Maybe when George gets back he'll post some pictures of the "Home Ranch"
The Flood
The years 1947/1948 were arctic blizzard and flood years. According to Rich Hobson in his third book "The Rancher Takes A Wife", he was told the weird weather had to do with the dropping of the atomic bomb on Hiroshima that created extra dust in the air and changed weather patterns. Who knows? Maybe it's true.
In July of '47 Gloria received a message that her aunt living in Vancouver was terribly sick and Gloria left Rimrock Ranch to rush to the woman's side.
Late in the afternoon after Gloria left, Rich noticed ominous clouds building up, turning day into night and and blinding flash after flash of lightning heralded an unbelievable downpour that lasted all evening and until daylight the next morning. The Rimrock crews had just begun haying a luscious crop to carry cattle and horses through the coming winter, so there were two cowhands on the place, one in the bunkhouse with his family, a 'confused' lady cook, and Rich.
They woke the morning after the storm to find the ranch house standing alone above a rushing torrent of water six feet deep.
As Rich watched, he could see his fence posts, uprooted trees and his hay rolling past in the water. He lost his entire crop, both haystacks and hay that had not yet been cut.

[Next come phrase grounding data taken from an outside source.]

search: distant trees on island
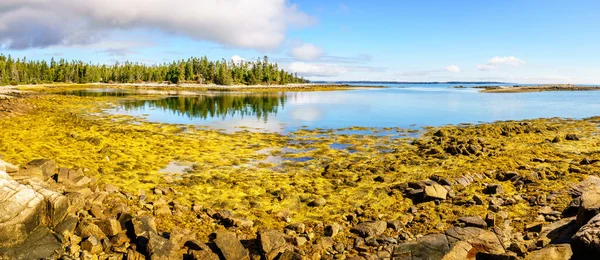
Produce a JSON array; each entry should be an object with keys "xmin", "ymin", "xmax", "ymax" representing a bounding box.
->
[{"xmin": 0, "ymin": 55, "xmax": 307, "ymax": 86}]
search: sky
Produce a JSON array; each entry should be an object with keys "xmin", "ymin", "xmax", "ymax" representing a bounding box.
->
[{"xmin": 1, "ymin": 0, "xmax": 599, "ymax": 83}]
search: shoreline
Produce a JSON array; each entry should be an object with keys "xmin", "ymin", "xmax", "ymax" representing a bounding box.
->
[
  {"xmin": 477, "ymin": 84, "xmax": 600, "ymax": 93},
  {"xmin": 3, "ymin": 82, "xmax": 384, "ymax": 93}
]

The only other things Rich could see in his line of sight besides roiling water were the stables with milk cows trapped inside and a few young calves perched precariously on top of some manure piles.
The cowboy with his family in the bunkhouse rowed over in a wooden dinghy to the main ranch house standing only eight inches above the muddy, still rising water, to inform Rich that his own family was ok and the bunkhouse was still over a foot above water, and then rowed the boat with cowboys in relay to rescue the stranded calves. The calves went into the kitchen of the ranch house while a stranded wrangle mare was put out in the glassed in front porch with some hay. The rest of the horses and cattle had stampeded to the woods and higher ground the night before after a few loud crashes of thunder, and other than a couple of bloated cows that floated past the ranch house the first day, it was some time before they saw the herd again.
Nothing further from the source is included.